The Attorney-General’s Office will be asked to explore the means of nailing Karaki’s international arrest via an Interpol Red Notice in order to be able to try him in absentia.
Argentina is part of the investigation in the framework of international cooperation, working with those countries which have already initiated judicial proceedings.
Karaki is wanted for the deadliest terrorist attack in Argentina’s history. On 18 July 1994, a truck drove into the AMIA Jewish community centre, laden with explosives. Besides the 85 dead, more than 300 people were injured.
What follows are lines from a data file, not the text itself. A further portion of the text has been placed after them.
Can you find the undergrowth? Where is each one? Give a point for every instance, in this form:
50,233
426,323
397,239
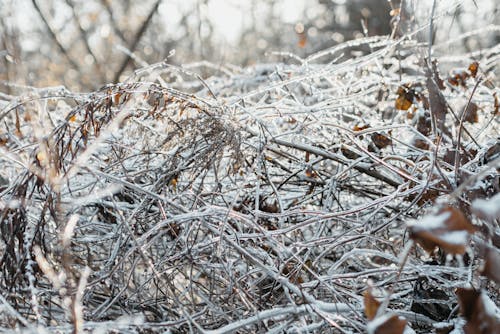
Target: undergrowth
284,196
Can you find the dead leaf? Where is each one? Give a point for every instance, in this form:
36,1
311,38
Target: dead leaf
387,324
380,140
405,98
473,67
471,113
491,267
371,304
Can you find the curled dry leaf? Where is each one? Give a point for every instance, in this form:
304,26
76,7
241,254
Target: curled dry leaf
491,268
371,304
448,229
381,140
479,310
405,98
387,324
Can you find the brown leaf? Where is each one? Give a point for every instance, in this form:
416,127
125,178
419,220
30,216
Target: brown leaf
496,105
473,67
471,113
437,78
448,229
380,140
405,98
491,268
371,304
360,127
387,324
18,125
479,311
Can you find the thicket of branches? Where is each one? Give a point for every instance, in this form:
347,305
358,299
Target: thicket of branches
328,193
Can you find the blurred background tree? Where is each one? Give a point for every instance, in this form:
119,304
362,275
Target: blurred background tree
84,44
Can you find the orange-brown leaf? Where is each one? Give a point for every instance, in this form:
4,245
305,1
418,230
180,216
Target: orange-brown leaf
387,324
473,67
380,140
371,304
491,268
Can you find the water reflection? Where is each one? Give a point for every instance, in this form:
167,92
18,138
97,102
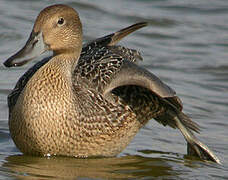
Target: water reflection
128,167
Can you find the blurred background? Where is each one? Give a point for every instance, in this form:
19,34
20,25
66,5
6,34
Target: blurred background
185,44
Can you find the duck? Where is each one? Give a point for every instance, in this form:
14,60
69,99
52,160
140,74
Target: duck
88,100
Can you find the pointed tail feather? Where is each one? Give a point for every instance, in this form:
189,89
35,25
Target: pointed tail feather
117,36
195,147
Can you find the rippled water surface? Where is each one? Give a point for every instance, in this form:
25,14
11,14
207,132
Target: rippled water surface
185,44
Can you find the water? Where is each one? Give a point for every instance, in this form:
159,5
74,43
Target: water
186,45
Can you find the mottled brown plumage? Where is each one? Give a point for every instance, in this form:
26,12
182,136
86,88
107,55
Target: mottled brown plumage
87,101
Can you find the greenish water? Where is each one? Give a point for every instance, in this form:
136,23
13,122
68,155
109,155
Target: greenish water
186,45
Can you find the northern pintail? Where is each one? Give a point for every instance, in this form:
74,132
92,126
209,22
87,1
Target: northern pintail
87,100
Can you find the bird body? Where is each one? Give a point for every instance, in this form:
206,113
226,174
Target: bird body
89,100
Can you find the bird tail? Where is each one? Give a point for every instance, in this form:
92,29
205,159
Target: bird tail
194,146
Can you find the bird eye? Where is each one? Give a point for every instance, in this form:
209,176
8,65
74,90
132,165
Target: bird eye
60,21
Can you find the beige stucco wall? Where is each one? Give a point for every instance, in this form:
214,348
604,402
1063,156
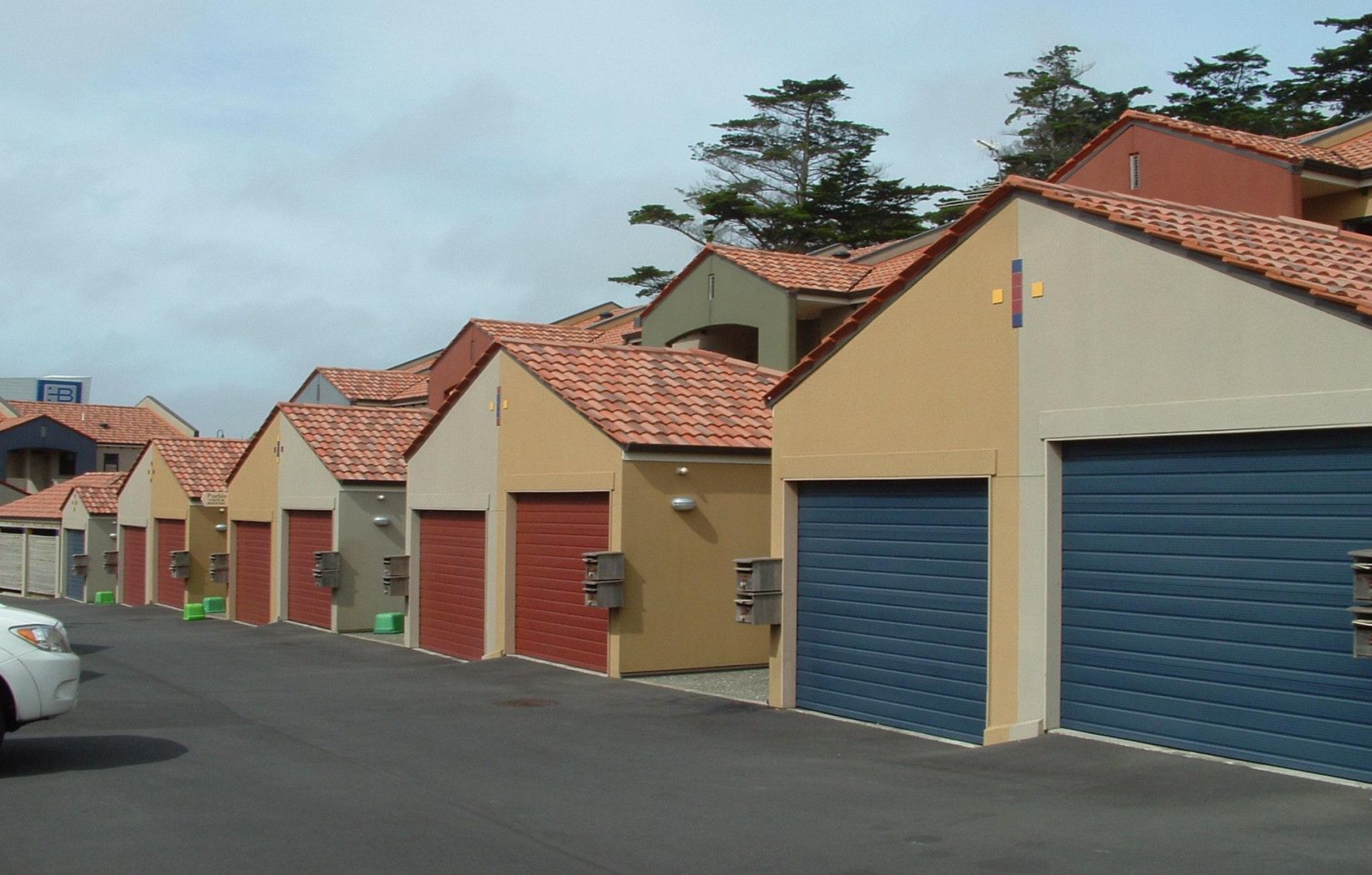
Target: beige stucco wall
545,446
97,530
203,539
456,469
926,390
252,498
741,298
361,546
680,578
1132,338
303,483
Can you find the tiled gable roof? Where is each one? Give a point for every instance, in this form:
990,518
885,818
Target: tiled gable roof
1320,259
657,397
360,384
201,464
42,505
1356,151
795,271
502,329
99,492
801,273
1350,155
358,443
103,422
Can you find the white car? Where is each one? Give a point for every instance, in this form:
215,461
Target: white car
38,673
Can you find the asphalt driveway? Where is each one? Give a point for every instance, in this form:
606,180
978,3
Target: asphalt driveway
213,747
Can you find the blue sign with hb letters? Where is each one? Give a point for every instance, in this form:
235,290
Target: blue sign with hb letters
62,391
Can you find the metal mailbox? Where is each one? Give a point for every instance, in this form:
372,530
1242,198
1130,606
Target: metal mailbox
1361,575
396,575
180,564
218,568
327,564
757,575
757,590
604,592
1361,631
757,608
604,565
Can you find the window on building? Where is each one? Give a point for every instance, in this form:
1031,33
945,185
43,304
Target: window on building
1359,225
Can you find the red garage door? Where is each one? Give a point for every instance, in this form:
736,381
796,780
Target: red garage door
453,583
252,572
171,535
307,531
133,556
551,618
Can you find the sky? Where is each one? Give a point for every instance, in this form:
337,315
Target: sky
206,201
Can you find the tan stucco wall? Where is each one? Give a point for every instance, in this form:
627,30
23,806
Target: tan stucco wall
97,530
926,390
1335,208
741,298
362,545
456,469
1132,338
135,511
545,446
205,539
252,498
680,578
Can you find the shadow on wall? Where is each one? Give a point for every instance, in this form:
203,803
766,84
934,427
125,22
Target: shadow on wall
21,758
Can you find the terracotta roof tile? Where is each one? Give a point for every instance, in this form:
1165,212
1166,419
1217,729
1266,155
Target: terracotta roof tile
358,443
357,384
103,422
1356,151
799,272
1329,263
656,397
1295,151
42,505
502,329
99,492
201,464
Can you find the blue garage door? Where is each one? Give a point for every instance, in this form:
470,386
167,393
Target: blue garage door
1205,584
891,622
76,546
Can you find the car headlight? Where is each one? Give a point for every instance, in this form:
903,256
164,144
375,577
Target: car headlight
50,638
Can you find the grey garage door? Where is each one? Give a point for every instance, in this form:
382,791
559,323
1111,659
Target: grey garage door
891,622
1205,584
76,546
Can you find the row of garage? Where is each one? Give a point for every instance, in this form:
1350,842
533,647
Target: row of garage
1204,602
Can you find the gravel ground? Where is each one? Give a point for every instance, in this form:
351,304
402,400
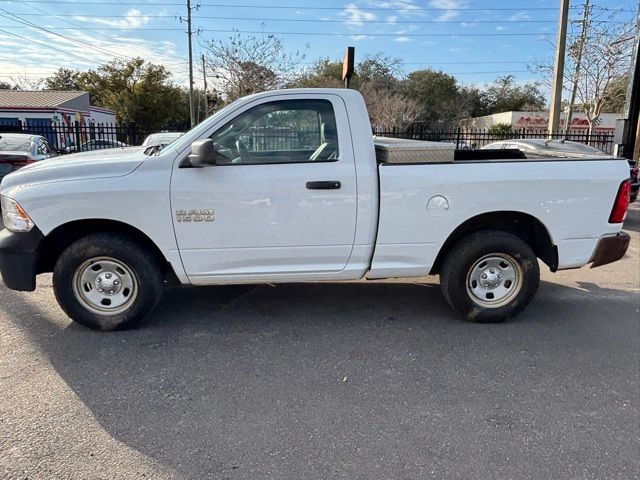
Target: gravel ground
319,381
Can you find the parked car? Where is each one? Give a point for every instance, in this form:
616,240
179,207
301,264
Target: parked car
554,148
563,148
635,181
161,138
96,145
20,149
227,206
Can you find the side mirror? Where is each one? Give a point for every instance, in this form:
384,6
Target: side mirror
202,153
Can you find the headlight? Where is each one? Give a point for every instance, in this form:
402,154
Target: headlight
13,216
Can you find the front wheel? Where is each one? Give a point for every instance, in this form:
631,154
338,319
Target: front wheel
489,276
107,281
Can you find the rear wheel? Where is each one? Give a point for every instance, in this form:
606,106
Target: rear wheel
489,276
107,281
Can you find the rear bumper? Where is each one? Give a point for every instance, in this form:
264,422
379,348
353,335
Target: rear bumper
19,258
610,248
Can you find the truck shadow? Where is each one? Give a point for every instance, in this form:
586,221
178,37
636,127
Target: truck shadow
222,380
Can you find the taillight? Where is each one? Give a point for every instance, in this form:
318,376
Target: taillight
23,162
619,210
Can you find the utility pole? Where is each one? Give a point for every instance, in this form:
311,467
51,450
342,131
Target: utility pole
189,34
204,78
558,72
576,72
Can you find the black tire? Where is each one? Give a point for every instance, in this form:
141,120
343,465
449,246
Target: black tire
456,275
143,274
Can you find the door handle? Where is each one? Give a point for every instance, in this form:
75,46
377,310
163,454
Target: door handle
324,185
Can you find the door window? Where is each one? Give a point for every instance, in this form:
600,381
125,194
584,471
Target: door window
286,131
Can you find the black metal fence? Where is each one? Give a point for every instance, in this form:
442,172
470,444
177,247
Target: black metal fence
477,138
78,136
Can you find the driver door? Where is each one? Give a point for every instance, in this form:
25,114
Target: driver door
280,198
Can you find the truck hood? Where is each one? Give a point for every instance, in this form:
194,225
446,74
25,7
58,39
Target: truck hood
113,162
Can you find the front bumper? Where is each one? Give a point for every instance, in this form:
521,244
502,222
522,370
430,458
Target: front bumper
610,249
19,258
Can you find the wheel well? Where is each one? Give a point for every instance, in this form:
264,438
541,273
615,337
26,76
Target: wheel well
61,237
525,226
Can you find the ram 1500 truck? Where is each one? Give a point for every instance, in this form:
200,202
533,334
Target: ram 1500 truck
288,186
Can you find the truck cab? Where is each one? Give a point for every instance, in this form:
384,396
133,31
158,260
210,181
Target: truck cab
290,186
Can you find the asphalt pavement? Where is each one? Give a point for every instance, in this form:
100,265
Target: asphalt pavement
322,381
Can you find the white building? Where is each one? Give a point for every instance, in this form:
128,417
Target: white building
536,121
51,113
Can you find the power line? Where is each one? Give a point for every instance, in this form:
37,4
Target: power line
320,20
110,39
33,25
370,34
306,7
518,34
49,46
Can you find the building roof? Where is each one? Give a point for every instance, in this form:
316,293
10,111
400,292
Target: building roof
72,100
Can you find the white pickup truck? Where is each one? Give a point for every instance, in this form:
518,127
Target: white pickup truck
287,186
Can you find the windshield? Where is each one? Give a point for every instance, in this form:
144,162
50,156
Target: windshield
16,144
189,137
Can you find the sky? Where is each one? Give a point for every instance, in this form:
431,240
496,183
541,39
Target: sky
475,40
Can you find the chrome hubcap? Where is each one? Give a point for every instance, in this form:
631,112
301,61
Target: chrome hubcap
494,280
105,285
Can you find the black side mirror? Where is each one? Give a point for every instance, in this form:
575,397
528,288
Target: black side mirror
202,153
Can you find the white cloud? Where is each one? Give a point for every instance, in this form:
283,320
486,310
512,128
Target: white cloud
403,8
355,16
450,8
132,19
36,60
519,16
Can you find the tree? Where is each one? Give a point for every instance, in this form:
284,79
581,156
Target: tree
604,51
25,82
379,72
436,92
137,91
64,79
242,65
389,110
616,94
324,73
500,129
605,61
504,95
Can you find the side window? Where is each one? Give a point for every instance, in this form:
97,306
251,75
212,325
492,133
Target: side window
286,131
42,147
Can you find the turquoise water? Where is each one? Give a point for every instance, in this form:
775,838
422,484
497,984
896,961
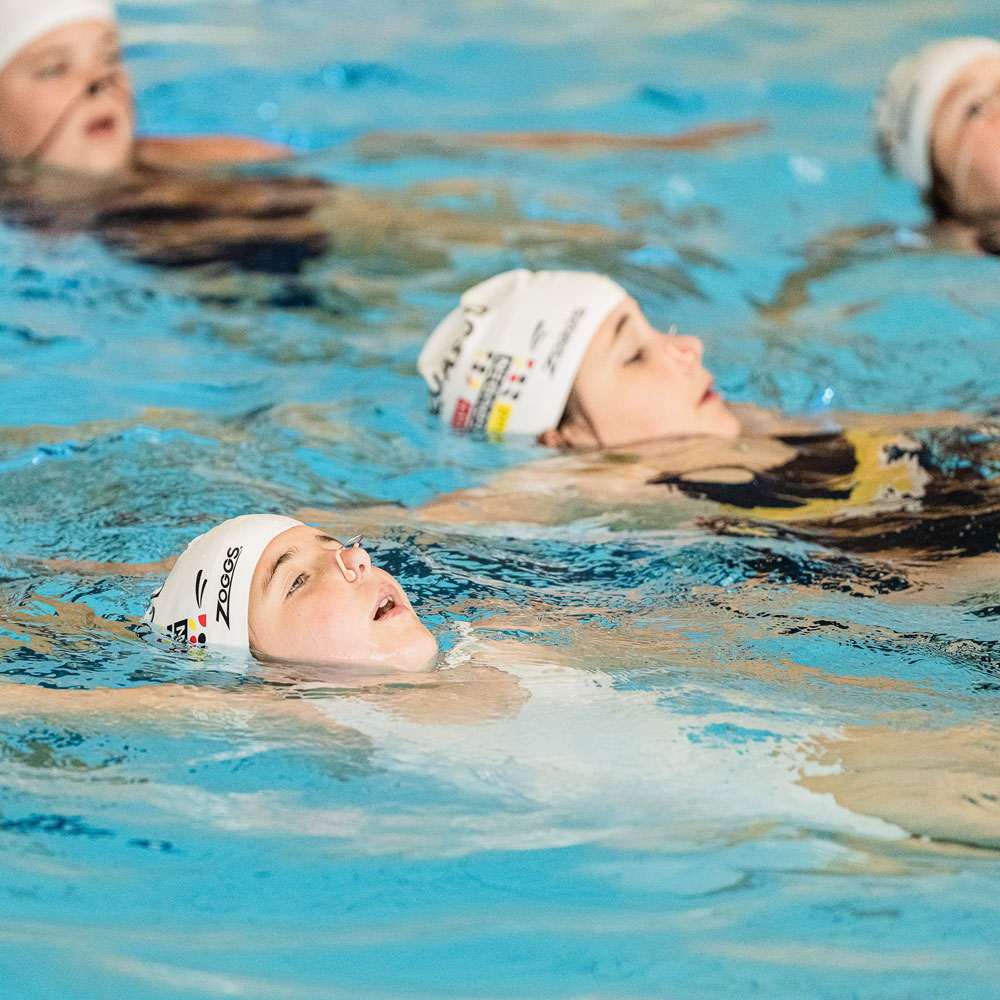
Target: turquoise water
620,811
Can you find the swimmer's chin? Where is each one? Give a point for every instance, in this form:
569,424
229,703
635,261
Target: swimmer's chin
347,673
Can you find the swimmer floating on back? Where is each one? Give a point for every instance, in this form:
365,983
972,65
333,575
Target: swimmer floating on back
287,591
66,103
569,358
66,99
938,125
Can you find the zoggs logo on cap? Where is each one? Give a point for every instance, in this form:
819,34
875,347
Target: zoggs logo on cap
226,584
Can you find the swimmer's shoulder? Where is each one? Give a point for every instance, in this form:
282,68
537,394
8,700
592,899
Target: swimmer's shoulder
168,152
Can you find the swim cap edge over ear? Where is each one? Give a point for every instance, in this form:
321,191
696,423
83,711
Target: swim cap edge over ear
505,360
904,109
24,21
205,599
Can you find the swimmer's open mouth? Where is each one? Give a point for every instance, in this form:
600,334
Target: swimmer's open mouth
103,126
389,604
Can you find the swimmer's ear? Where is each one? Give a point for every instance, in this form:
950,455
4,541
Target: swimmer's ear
553,438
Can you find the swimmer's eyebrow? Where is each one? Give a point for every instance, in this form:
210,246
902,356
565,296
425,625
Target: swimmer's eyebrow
284,557
619,326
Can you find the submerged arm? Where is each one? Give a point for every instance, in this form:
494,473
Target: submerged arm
402,144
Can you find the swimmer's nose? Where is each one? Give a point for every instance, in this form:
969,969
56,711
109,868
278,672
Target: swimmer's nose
353,562
102,83
685,349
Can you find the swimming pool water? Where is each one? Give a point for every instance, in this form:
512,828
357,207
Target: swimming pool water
620,812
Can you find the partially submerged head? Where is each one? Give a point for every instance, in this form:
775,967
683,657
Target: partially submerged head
570,358
288,591
938,125
65,100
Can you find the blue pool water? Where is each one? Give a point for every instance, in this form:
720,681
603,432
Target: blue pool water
619,791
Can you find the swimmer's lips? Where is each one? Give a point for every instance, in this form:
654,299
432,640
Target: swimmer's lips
389,603
102,127
710,395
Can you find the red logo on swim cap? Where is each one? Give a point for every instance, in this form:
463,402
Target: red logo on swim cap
461,415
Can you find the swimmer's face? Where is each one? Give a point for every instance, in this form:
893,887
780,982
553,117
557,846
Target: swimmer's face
636,384
65,101
304,607
965,139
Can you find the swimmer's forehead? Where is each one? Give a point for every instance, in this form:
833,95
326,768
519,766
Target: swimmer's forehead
283,548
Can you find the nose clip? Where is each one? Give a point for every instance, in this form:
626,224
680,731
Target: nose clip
350,575
101,83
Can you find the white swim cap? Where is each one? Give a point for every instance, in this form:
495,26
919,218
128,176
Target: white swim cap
206,598
22,21
904,111
506,358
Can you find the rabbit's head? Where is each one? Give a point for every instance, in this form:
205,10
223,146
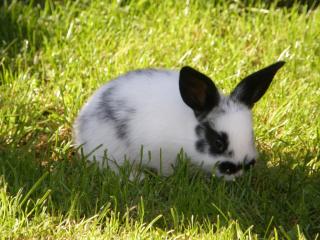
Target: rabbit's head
225,137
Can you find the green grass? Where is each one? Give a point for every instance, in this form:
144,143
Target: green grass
54,55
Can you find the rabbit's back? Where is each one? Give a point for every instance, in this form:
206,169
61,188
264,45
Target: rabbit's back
141,108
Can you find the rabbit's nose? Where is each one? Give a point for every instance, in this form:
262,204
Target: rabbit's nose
250,164
229,167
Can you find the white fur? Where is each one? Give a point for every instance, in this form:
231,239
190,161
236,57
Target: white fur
160,120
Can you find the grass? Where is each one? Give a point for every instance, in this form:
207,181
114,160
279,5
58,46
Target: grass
53,55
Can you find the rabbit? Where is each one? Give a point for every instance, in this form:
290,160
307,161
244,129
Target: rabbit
161,112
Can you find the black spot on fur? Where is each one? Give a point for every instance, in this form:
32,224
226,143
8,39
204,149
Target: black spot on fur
210,140
217,141
229,168
201,145
232,168
116,111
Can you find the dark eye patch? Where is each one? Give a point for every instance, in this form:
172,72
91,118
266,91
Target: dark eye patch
217,141
210,140
229,168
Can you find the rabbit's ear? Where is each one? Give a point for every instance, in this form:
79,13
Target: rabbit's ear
254,86
197,90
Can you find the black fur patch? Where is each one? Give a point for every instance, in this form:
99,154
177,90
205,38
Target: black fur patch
229,168
116,111
201,145
210,140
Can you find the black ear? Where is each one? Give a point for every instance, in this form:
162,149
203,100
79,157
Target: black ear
197,90
254,86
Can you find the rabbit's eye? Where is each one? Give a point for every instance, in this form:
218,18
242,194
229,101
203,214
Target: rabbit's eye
217,141
219,144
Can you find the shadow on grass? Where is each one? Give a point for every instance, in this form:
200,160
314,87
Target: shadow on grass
22,32
281,195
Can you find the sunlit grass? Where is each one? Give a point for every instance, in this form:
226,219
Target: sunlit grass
53,56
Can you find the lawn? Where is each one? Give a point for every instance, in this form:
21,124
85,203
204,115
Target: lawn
54,54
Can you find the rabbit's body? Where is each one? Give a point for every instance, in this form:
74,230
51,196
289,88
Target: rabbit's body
155,111
141,108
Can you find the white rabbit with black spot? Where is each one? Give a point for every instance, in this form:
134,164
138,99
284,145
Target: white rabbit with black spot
166,111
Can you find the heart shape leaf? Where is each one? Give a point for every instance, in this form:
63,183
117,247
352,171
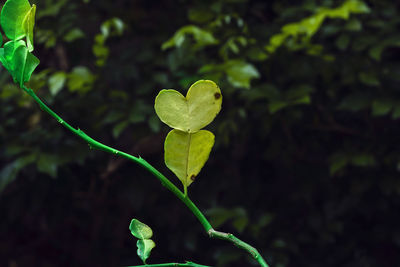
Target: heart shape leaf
193,112
186,153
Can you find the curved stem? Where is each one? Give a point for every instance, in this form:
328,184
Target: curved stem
240,244
164,181
187,264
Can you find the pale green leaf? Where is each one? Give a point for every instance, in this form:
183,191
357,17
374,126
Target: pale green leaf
186,153
144,248
140,230
193,112
12,18
28,24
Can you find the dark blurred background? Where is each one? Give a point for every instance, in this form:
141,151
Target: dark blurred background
306,162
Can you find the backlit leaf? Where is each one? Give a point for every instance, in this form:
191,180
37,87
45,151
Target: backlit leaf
12,18
186,153
193,112
29,23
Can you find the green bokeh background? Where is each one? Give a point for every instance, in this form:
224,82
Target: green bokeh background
306,161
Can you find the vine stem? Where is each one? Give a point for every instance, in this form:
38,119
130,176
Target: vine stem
187,264
164,181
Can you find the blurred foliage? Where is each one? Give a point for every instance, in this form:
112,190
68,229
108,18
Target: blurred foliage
305,166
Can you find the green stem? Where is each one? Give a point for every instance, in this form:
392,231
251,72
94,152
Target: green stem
164,181
187,264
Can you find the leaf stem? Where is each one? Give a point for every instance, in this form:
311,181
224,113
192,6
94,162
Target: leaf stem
187,264
164,181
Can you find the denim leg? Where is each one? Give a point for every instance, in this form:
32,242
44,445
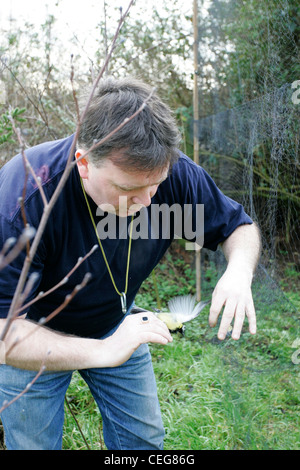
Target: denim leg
127,399
34,421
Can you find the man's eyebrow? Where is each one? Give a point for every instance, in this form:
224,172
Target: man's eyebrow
128,187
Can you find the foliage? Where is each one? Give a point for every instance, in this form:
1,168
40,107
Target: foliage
6,130
214,395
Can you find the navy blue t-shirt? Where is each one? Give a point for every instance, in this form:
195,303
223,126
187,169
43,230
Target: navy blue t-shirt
69,234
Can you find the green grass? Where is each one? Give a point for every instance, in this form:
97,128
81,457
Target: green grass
215,395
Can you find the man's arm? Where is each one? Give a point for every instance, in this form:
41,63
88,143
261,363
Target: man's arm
62,352
233,291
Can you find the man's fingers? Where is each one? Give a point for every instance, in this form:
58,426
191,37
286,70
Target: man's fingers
215,309
228,314
251,315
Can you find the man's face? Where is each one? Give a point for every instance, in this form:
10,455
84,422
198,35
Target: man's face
115,190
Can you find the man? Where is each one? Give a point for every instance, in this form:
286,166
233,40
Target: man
137,167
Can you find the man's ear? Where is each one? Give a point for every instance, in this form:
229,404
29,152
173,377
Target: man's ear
82,163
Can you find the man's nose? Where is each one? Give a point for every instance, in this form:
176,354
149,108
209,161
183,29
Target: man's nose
144,196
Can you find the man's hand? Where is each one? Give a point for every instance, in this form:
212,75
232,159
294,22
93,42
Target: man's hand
131,334
233,291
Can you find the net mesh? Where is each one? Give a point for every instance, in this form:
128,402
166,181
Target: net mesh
248,72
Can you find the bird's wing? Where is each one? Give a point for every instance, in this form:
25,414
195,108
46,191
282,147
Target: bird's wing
184,308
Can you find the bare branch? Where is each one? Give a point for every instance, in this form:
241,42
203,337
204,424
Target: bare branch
6,404
48,208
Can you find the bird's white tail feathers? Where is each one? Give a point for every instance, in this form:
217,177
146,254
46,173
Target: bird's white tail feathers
184,307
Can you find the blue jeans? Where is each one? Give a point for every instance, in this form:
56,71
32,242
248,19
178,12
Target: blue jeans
126,397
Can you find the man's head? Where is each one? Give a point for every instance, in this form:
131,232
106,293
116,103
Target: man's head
147,142
137,158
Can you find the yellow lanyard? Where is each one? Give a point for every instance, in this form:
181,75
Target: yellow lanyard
121,294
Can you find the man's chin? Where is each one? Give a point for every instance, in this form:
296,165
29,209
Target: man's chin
121,211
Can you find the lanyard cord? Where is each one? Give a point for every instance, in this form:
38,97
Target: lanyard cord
101,247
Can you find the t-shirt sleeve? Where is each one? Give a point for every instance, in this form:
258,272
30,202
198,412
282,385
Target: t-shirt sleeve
214,215
10,274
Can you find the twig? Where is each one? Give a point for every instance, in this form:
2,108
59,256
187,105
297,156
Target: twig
41,295
6,404
76,421
65,175
45,320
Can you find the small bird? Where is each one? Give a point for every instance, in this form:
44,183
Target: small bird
181,310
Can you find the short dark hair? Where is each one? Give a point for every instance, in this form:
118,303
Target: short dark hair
150,140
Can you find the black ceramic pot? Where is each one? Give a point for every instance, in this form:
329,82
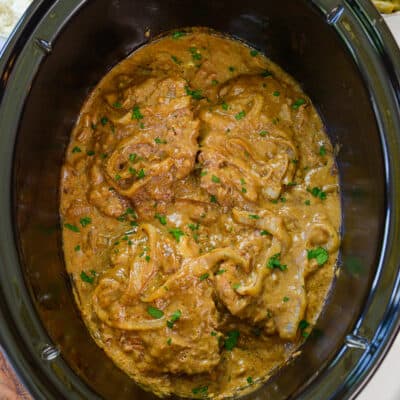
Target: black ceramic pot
346,60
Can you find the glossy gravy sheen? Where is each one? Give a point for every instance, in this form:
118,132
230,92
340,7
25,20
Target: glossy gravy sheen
200,206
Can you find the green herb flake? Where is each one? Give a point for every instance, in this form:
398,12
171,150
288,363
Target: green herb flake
231,340
204,276
320,254
215,179
71,227
136,114
236,286
176,60
202,390
194,93
299,102
193,227
155,312
317,192
176,233
161,218
240,115
85,221
275,262
86,278
220,272
177,34
141,174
The 1994 assault has never been claimed or solved, but Argentina and Israel have long suspected that Lebanon's Shiite Hezbollah group carried it out at Iran's request.
In April, an Argentine court blamed Hezbollah for the attack it called a "crime against humanity," and labelled Iran a "terrorist state."
It found that the attack and another on the Israeli Embassy in 1992 which killed 29 people, were likely triggered by the government under then-president Carlos Menem cancelling three contracts concluded with Iran for the supply of nuclear equipment and technology.
After that ruling, Buenos Aires asked Interpol to arrest Iran's Interior Minister Ahmad Vahidi, whom it accuses of masterminding the attack, but Tehran denies any involvement.
In 2015, an investigation by a special AMIA investigative unit began to review the initial judicial process. That ended in 2019 with the determination that the state had been involved in a “cover-up,” resulting in light sentences for court officers and Menem government officials. It did not identify the reasons why.
The cover-up consisted of paying the alleged seller of the van used in the bombing, Carlos Telleldín, some US$400,000 to accuse a group of police officers of being part of the local connection.
Early in 2015, a special prosecutor appointed to probe the AMIA bombing, Alberto Nisman, accused former president Cristina Fernández de Kirchner (2007-15) of orchestrating another cover-up in exchange for oil and trade benefits.
Four days later he was found dead under mysterious circumstances as he was about to present his findings before Congress.
Fernández de Kirchner’s controversial Memorandum of Understanding, which would have seen Iranian officials questioned about the bombing, never entered into force.
Argentina’s justice system dropped its obstruction probe against Fernández de Kirchner in 2021 but reopened it last year.
Menem was tried for a cover-up in the case, but acquitted. He died in 2021.
The day before Bullrich’s press conference, the Inter-American Court of Human Rights ordered Argentina to remove all obstacles "which maintain total impunity in this case."
The state has not allowed access to information gathered about the event and the intelligence agencies have classified the files as "secret.”
The state should do everything necessary "to identify, judge and punish those responsible for the events of this case, their cover-up and, thus, be able to establish the truth of what happened, all within a reasonable time," the court ruled.
Argentina has the largest Jewish community in Latin America, with some 300,000 members.